The beautiful woman - whose name was now Lady Laungueborg! - squealed with glee, because this was what she'd always wanted - to be at the side of the most brilliant man in the continent! She'd grown up with a harsh father who'd never let her eat cream eclairs when she'd wanted to, and didn't let her have a pony or a computer, so she'd run away from home with only that one thought in mind. Surely she'd find him, and he'd fall desperately in love with her and his love would lead him to find a way to make her father buy her a pony! So she hugged him, and somehow it was hot and sexy even with that cold armor on. And eventually he took it off, and she took off her dress and they started making love. The floor was freezing cold, as usual, but the sex was so hot and steamy that they didn't even notice!

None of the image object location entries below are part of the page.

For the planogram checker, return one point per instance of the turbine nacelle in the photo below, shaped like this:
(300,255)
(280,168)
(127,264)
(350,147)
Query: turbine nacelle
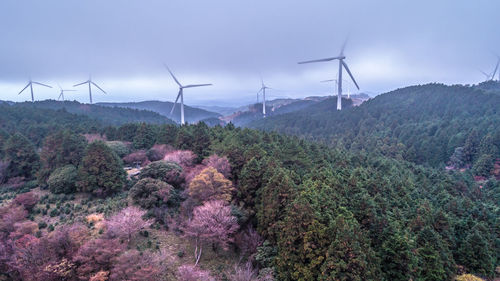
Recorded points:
(181,92)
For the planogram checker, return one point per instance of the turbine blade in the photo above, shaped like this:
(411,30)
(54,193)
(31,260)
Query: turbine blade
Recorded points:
(173,76)
(173,107)
(38,83)
(343,46)
(98,87)
(320,60)
(496,68)
(350,74)
(24,88)
(81,83)
(196,85)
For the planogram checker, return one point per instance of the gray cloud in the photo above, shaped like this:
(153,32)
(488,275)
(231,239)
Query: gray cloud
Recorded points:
(123,43)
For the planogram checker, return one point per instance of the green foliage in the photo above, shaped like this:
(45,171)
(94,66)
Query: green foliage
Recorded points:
(118,147)
(399,125)
(144,137)
(101,172)
(483,166)
(476,255)
(63,180)
(21,156)
(60,149)
(149,193)
(169,172)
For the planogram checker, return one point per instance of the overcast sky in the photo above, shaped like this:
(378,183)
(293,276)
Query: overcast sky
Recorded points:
(123,43)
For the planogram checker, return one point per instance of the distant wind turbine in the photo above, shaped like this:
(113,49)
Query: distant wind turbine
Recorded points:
(336,85)
(61,94)
(488,76)
(30,84)
(263,90)
(90,82)
(181,93)
(496,69)
(342,65)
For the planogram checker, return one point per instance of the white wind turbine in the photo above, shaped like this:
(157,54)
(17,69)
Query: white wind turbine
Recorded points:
(90,82)
(263,90)
(496,69)
(61,94)
(342,65)
(181,93)
(30,84)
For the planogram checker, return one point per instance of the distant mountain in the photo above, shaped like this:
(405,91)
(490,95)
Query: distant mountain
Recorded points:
(222,110)
(423,124)
(191,114)
(107,115)
(282,106)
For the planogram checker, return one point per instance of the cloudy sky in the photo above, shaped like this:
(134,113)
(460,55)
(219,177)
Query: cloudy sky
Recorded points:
(229,43)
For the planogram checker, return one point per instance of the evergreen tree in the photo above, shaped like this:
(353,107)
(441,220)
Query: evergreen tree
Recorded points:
(21,156)
(476,256)
(60,149)
(101,171)
(144,137)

And then, just after they were finished consummating their new-found and eternal devotion to each other, people attacked from Norgard and killed everyone, including the two new lovers, who died in each other's arms, looking into each other's eyes and whispering beautiful lovely things to each other like, "Help! I can't find my liver!"
The Queen and her friends, who'd never really liked the guy and thought that his strategies were horrible anyways (and they were right!), all cheered when they learned the news, sent an army up to recapture the castle - and they did! - and went right back to beating up on that insane guy with the really silly hat.